LA SERPIENTE

LA SERPIENTE


Todo el mundo conoció a principios de este siglo a la señora presidente de C..., una de
las mujeres más agradables y bonitas de Dijon, y todos la han visto acariciar y acoger
públicamente en su lecho a la serpiente blanca que va a ser la protagonista de esta anécdota.
-Este animal es el mejor amigo que tengo en el mundo -le comentaba un día a una dama
extranjera que había ido a verla y que mostraba curiosidad por conocer la razón de las
atenciones que la bella presidente prodigaba a su serpiente-. En otro tiempo amé apasionadamente
-prosiguió ésta-, señora, a un joven encantador que se vio obligado a alejarse
de mí para ir a cosechar laureles; al margen de nuestros encuentros convenidos, él me
había pedido que, siguiendo su ejemplo, a unas horas determinadas nos retiráramos cada
uno por nuestro lado a algún paraje solitario para no ocuparnos de nada en absoluto más
que de nuestra ternura. Un día, a las cinco de la tarde, cuando iba a recogerme en un pequeño
pabellón al extremo de mi jardín, para serle fiel en mi promesa, convencida de que
ningún animal de esta clase hubiera nunca podido penetrar en el jardín, de pronto descubrí
a mis pies a este encantador animalillo, al que, como bien podéis ver, idolatro. Quise
huir; la serpiente se tendió delante de mí, parecía pedirme perdón, parecía asegurarme
que bien lejos estaba de querer hacerme ningún daño; me paro, la observo; al verme tranquila
se acerca, hace cien cabriolas a mis pies, unas más de prisa que las otras; no puedo
contenerme y le paso mi mano por encima, con su cabeza la acaricia delicadamente, la
cojo y la pongo sobre mis rodillas, se arrebuja en ellas y parece que duerme. Una sensación
de inquietud se apodera de mi... De mis ojos se escapan, a pesar mío, unas lágrimas
que bañan a este animalillo encantador... Despertada por mi dolor, me mira..., gime...,
alza su cabeza hasta mi seno..., lo acaricia y de nuevo se desploma anonadado... ¡Oh,
cielos -grité-, todo se ha acabado; mi amante ha muerto! Abandoné aquel funesto lugar
llevando conmigo a esta serpiente, a la que un misterioso sentimiento parece ligarme a
pesar mío... Advertencias fatales de una voz desconocida cuyos ecos, señora, podéis interpretar
como os guste, pero ocho días más tarde recibo la noticia de que mi amante
había sido muerto en el preciso instante en que apareció la serpiente; nunca he querido
separarme de este animal; sólo a mi muerte me abandonará; después de aquello me casé,
pero con la explícita condición de que no la apartaría de mi lado.

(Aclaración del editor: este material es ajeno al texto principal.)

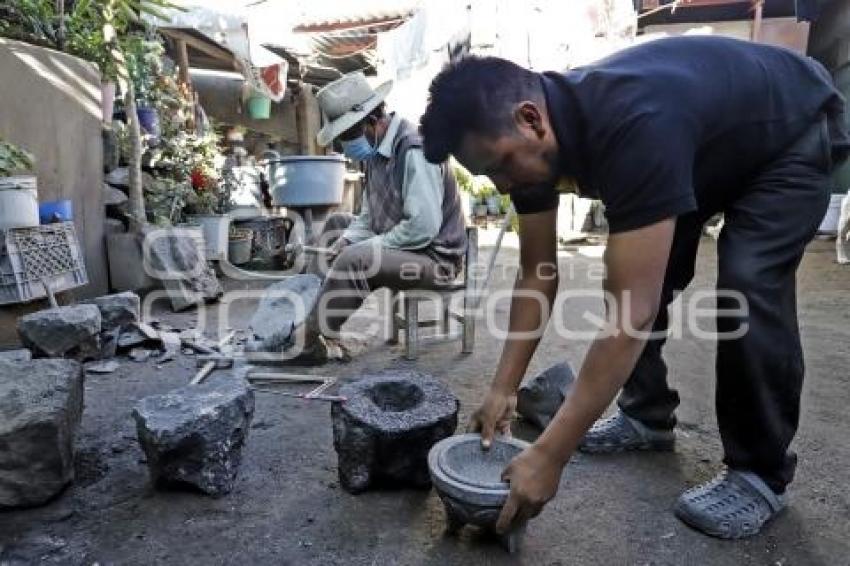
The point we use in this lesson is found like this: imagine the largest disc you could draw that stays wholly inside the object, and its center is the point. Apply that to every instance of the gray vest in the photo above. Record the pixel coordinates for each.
(384, 182)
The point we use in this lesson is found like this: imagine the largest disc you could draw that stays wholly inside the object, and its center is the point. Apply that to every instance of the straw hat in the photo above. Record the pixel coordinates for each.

Y tras estas palabras la gentil presidente cogió la serpiente, la recostó contra su seno y
le hizo dar, como si fuera un podenco, cien vueltas delante de la dama que la interrogaba.

¡Oh, Providencia!, si esta aventura es tan cierta como lo asegura toda la provincia de
Borgoña, ¡qué inexcrutables son tus designios!